At sound-side HS, a nearly equivalent ankle plantar flexor torque provides vastly different HAT propulsion (fig. 3), which infers a compensation strategy based on similar net joint torques and altered segment alignment. Prosthetic side knee torque is similar across trial conditions, and is lower than hip torque for all, but only in the dorsi-flexed case does the higher hip torque generate higher propulsion.
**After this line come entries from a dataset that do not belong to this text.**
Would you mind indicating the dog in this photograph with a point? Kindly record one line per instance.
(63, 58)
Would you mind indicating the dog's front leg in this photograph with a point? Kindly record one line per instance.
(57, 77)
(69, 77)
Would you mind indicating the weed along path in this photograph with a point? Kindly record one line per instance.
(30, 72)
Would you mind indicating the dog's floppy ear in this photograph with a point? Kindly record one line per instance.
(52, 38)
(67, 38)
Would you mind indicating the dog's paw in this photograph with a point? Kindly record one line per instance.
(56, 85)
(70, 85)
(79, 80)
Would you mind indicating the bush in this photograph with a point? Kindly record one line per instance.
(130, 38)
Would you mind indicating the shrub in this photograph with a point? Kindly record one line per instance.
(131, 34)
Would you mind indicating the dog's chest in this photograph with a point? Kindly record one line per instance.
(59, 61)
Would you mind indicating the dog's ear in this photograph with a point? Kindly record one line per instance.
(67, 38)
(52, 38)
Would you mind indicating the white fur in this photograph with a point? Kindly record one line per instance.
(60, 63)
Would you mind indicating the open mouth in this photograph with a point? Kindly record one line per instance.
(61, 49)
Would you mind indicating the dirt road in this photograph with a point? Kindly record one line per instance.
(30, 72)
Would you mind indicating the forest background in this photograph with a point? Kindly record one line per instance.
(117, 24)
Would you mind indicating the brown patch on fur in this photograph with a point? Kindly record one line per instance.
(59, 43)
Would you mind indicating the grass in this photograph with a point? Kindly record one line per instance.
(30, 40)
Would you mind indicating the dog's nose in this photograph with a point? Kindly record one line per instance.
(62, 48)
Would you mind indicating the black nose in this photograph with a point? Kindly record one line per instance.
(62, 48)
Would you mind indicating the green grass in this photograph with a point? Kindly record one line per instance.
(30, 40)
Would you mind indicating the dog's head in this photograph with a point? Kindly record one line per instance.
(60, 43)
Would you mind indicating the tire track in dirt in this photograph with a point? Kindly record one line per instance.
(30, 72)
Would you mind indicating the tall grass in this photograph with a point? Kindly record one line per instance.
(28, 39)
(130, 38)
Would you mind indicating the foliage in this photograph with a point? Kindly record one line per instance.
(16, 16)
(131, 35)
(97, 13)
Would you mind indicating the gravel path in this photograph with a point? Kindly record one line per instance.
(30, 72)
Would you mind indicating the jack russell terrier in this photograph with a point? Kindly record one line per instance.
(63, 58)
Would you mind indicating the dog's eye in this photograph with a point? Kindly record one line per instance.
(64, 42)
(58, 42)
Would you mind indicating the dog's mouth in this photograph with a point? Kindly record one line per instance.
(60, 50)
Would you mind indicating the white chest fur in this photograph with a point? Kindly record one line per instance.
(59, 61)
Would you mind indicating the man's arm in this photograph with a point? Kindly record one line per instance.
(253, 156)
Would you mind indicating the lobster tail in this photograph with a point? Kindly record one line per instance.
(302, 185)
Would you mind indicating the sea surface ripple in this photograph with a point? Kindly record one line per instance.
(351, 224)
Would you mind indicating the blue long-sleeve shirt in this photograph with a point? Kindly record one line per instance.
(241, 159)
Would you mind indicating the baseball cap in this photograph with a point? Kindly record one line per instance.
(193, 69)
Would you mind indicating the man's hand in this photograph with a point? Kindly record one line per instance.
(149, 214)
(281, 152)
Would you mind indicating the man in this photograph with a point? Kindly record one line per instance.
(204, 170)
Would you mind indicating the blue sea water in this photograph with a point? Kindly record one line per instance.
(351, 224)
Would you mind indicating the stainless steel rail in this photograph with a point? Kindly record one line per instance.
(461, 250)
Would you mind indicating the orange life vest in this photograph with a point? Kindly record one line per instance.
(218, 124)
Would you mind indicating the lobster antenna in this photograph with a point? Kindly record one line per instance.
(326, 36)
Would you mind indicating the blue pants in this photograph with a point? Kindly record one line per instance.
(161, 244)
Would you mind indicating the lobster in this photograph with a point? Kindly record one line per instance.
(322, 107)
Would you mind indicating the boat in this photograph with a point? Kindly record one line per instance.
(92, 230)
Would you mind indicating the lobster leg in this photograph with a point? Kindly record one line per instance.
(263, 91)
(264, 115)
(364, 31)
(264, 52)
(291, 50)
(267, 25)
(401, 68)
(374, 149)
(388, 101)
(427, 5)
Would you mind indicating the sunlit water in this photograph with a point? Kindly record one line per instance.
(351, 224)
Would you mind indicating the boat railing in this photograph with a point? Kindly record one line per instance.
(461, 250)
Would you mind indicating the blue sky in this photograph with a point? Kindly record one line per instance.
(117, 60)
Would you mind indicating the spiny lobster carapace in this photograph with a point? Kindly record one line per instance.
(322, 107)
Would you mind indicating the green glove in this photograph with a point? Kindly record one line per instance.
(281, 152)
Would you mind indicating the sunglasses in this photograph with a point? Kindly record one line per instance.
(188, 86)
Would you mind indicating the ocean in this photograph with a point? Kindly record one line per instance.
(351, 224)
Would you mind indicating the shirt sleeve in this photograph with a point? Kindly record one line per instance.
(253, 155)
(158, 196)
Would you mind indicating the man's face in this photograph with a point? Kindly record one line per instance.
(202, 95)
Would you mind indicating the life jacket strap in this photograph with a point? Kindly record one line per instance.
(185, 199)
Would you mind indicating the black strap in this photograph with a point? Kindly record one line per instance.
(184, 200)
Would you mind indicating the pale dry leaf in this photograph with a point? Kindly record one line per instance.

A prolonged early stance dorsiflexion moment (internal convention) on the prosthetic-side increased braking in the dorsiflexed test condition. The ensuing plantarflexion moment and its contribution to propulsion were diminished. The early stance prosthetic-side knee moment showed a more normal extensor profile than in the baseline or plantarflexed conditions, which contributed to propulsion. The plantarflexion condition ankle and knee moments and function were unchanged. Prosthetic-side terminal stance ankle, knee and hip synchronize to provide propulsion while the opposite hip provides braking. Both test conditions showed increased propulsion from the terminal stance hip and increased braking from the opposite hip; the effect was stronger in the dorsiflexed condition. For the normal and baseline conditions, this model displayed an early stance braking moment due to hip extension, which has not been reported in the literature for non-amputee subjects (Kepple, 1997).
Kepple T.M. et al. Gait & Posture 6:1-8, 1997.
Zajac F.E. and Gordon M.E. Exercise in Sport and Science Reviews 17:187-230, 1989.
Talaty M.C. PM&R: State of the Art Reviews 16:339-360, 2002.